There is also the question of whether the violence that characterised these counter-insurgency operations during decolonisation then set the scene for the way in which independent, post-colonial African and Asian governments dealt with political dissent from their own peoples.
The imperial past is far from being dead. On the contrary it is actually very much part of contemporary politics.
Perhaps we should not be surprised then when British foreign policy interests and interventions today are seen and perceived as "neo-colonial" in their nature.
The reaction of Iran in 2007 when 15 Royal Navy personnel were seized is instructive here. As heavy-handed as it may have seemed to people in Britain, it needs to be understood in the wider context of Iranian sensitivities over the presence of any western powers in or near its territorial waters - sensitivities arising in part from a very fraught and fragile 20th Century relationship over oil and territory.

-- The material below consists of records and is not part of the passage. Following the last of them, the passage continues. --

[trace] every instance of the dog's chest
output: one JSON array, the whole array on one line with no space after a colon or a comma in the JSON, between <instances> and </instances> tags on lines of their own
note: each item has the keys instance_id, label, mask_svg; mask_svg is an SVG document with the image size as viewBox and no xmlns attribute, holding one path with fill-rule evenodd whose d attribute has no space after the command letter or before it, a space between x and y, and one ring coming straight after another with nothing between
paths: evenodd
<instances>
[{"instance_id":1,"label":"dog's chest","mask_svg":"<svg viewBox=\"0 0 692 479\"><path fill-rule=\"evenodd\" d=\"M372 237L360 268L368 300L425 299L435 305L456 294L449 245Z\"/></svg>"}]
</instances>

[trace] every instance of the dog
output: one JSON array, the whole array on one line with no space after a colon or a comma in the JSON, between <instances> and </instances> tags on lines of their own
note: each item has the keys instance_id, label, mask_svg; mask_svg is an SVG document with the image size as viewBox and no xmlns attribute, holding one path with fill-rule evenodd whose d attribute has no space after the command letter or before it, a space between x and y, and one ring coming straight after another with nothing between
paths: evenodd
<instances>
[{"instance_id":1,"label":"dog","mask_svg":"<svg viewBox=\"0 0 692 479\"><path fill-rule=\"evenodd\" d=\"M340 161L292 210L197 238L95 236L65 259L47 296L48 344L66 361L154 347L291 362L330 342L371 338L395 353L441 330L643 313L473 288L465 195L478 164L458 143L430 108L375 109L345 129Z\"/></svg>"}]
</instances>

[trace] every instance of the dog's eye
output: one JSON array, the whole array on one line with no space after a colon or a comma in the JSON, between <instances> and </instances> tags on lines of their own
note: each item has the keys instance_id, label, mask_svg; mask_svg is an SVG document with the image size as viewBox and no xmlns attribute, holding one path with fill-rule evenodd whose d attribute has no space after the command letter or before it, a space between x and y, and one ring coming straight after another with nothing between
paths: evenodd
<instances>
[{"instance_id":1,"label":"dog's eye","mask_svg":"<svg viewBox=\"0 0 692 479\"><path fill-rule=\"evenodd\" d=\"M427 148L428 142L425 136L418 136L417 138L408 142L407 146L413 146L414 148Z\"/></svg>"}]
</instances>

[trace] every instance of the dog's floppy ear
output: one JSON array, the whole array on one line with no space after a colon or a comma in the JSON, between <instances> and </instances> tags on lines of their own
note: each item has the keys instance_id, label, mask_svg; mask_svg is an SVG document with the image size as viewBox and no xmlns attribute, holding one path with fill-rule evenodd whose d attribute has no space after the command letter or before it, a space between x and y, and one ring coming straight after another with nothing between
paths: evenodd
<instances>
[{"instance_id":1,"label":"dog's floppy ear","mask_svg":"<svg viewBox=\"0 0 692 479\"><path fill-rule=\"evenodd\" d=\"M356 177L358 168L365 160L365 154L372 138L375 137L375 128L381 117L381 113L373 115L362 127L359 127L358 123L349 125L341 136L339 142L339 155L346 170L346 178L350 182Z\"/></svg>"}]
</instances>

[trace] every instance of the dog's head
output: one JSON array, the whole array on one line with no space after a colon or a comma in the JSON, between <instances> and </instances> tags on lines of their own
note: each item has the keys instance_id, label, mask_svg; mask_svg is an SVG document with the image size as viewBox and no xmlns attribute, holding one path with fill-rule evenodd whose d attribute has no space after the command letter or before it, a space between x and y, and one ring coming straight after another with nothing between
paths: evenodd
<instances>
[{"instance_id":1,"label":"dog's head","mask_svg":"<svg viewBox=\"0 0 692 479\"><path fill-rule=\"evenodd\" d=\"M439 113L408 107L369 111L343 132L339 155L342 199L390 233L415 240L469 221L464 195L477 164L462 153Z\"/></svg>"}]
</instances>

In a deeper and more fundamental sense still, Britain's colonial legacy can be seen in the ways in which globalisation is being experienced today. From the 1870s onwards, the integration of labour, capital and commodity markets promoted by empire was very much skewed towards its "white" settler societies.
The economic benefits of empire for the so-called dependent colonies were much more meagre in comparison or did not exist at all. When we find critics of globalisation questioning whether economic integration and cultural diversity can comfortably co-exist, we should remember that for much of the last century the form of globalisation the world experienced rested on a view of social relations governed by racial hierarchies.
Finally, we might reverse the colonial encounter and think about how empire has left an imprint on British society. Despite its multi-ethnic empire, Britain did not embrace ethnic diversity at home.
There was the rhetoric of an inclusive imperial citizenship for the peoples of all Commonwealth countries. But in reality in post-war Britain there was little desire to promote integration for immigrants from the likes of the West Indies and the Indian subcontinent.
The consequences are perhaps reflected in experiences today, especially in terms of the so-called ethnic penalty many of these communities face in education, employment or housing.